In response, Toshiba announced non-helium 5TB hard disk drives last month. Although they offer less storage space, they are presently the largest capacity non-helium HDDs in the market.
Of course, with such advantages, one would expect a helium-filled drive to cost more than a non-helium version of the same capacity. However, the price of a helium-filled 6TB drive has been revealed, and we found out that the price difference is way more substantial than what we had anticipated:-
Amazon.com is selling one such model for a whopping US$724.88, with free shipping.
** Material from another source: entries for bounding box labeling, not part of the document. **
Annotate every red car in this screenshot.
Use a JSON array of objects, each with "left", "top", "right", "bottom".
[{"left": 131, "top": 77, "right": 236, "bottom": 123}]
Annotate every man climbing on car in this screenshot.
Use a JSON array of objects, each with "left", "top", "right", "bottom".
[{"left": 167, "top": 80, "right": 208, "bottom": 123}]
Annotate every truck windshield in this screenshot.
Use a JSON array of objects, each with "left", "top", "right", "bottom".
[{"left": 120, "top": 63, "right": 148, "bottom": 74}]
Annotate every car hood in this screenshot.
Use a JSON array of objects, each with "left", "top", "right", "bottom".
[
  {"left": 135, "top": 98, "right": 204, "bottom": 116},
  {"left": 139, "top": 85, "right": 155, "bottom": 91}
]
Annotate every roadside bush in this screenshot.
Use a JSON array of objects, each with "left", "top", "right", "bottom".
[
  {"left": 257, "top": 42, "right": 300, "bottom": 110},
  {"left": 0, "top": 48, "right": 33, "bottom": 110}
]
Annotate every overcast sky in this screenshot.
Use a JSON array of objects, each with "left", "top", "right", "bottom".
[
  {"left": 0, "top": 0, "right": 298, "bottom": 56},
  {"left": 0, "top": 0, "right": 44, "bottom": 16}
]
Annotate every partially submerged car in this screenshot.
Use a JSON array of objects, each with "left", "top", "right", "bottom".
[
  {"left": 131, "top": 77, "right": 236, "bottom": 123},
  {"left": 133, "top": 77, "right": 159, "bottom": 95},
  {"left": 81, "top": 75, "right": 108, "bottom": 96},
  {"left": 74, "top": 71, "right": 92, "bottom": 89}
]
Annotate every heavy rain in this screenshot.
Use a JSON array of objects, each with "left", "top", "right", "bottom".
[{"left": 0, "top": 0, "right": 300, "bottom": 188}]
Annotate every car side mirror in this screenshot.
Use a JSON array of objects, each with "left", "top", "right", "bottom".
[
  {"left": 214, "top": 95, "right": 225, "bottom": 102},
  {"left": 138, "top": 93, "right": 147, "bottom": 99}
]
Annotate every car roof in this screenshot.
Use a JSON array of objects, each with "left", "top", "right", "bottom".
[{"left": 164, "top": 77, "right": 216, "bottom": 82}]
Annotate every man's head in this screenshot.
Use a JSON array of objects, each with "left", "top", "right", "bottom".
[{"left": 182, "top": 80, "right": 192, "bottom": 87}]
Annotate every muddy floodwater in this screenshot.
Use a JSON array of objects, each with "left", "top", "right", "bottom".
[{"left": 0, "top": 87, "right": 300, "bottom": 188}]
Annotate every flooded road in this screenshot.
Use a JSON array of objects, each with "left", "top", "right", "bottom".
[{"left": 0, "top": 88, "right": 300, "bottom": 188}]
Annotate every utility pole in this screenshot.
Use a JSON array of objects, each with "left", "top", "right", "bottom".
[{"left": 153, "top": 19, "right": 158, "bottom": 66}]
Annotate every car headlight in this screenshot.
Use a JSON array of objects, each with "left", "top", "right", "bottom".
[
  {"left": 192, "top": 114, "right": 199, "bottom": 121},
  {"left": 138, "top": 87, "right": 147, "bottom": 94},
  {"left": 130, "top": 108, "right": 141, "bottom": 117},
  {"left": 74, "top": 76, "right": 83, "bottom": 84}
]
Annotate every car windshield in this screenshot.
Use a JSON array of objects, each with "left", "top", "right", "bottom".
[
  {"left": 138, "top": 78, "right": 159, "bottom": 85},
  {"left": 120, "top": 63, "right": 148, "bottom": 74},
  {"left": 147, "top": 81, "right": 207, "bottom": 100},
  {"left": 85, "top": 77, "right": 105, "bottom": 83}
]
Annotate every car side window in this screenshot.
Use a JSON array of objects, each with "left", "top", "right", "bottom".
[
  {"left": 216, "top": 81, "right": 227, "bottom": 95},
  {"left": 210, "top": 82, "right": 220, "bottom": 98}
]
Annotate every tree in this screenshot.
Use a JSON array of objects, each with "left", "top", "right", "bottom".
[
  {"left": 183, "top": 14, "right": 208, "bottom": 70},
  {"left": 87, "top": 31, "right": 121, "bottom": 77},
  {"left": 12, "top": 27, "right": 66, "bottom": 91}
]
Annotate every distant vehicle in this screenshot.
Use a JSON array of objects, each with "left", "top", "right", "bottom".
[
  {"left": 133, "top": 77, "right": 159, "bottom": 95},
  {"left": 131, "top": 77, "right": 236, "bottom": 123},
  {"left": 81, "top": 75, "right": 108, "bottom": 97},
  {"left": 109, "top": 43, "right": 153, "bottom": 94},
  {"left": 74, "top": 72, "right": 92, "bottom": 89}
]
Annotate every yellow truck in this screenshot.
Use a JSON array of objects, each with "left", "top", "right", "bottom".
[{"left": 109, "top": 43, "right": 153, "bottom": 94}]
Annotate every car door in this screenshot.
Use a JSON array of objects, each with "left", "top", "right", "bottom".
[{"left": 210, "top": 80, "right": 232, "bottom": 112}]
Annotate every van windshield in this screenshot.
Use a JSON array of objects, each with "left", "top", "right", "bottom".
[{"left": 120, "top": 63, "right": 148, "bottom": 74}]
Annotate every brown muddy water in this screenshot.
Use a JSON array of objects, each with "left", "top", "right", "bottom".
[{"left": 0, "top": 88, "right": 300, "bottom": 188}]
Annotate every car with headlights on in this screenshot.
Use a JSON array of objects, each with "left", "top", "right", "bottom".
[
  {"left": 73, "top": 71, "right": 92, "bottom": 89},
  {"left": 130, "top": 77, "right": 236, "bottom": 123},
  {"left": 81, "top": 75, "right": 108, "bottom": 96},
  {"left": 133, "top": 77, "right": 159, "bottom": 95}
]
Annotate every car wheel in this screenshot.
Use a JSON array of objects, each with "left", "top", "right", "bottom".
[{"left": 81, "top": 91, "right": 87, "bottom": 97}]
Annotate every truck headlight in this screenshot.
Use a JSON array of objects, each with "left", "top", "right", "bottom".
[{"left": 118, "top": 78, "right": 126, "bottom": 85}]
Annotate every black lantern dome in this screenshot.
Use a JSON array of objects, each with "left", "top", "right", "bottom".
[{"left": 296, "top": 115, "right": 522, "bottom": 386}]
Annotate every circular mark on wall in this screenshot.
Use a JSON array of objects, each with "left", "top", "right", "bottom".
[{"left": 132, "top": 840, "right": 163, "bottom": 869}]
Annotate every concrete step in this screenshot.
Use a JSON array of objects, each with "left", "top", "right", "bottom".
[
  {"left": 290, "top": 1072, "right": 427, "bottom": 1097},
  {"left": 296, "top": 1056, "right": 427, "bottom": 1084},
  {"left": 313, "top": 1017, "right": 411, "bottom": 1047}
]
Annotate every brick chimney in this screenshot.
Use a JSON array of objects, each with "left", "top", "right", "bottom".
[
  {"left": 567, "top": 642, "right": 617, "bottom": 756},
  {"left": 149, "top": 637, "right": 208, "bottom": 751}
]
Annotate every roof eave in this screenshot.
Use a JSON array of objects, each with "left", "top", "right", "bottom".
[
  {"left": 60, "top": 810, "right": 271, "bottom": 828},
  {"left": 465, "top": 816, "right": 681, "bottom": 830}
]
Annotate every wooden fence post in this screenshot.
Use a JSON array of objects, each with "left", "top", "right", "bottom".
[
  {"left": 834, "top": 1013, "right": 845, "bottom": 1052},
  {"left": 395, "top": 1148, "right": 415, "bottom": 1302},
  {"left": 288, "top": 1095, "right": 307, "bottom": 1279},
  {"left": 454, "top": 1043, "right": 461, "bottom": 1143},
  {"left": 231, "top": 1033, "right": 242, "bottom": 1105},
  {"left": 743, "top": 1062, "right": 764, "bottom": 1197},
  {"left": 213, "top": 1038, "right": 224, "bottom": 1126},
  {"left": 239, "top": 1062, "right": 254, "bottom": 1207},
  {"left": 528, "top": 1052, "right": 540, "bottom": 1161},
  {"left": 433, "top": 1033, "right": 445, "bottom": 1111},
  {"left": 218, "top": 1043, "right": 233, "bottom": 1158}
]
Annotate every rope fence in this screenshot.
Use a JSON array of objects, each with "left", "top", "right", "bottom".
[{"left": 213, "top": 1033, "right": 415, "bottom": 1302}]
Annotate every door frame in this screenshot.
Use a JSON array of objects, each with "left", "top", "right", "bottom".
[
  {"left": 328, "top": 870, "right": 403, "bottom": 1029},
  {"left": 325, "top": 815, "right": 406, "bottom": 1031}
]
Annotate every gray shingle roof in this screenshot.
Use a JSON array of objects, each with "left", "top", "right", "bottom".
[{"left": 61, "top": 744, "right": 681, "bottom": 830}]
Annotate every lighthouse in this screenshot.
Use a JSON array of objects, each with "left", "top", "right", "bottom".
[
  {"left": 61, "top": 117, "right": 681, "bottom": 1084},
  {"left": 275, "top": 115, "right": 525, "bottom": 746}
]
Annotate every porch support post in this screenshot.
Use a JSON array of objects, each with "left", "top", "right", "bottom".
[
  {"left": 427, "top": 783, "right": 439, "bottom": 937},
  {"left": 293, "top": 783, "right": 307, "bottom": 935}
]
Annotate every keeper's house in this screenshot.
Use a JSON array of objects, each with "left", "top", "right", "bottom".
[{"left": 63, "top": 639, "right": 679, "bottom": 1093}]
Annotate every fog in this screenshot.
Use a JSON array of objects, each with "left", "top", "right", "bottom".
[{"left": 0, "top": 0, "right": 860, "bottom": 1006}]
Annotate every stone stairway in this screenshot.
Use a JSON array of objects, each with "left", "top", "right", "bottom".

This translates to almost US$0.12/GB, or S$0.15/GB. In comparison, Seagate's highest capacity HDD, the Desktop HDD 4TB, is retailing at US$156.95, about US$0.04/GB, or S$0.05/GB.
With the helium model commanding a good three times the price per gigabyte, Western Digital's wholly owned subsidiary, HGST, is now the lone hard disk drive maker in the market to produce helium-filled HDDs. Fortunately, the 6TB helium drive is still far cheaper than a typical SSD that is currently averaging close to a S$1/GB.
The other two major competitors, Seagate, who acquired Xyratex, a hard disk testing company; and Toshiba, who purchased OCZ Technology last December, have not shown interest in helium technology (yet). On a side note, Seagate has announced plans to churn out 20TB hard drives by 2020.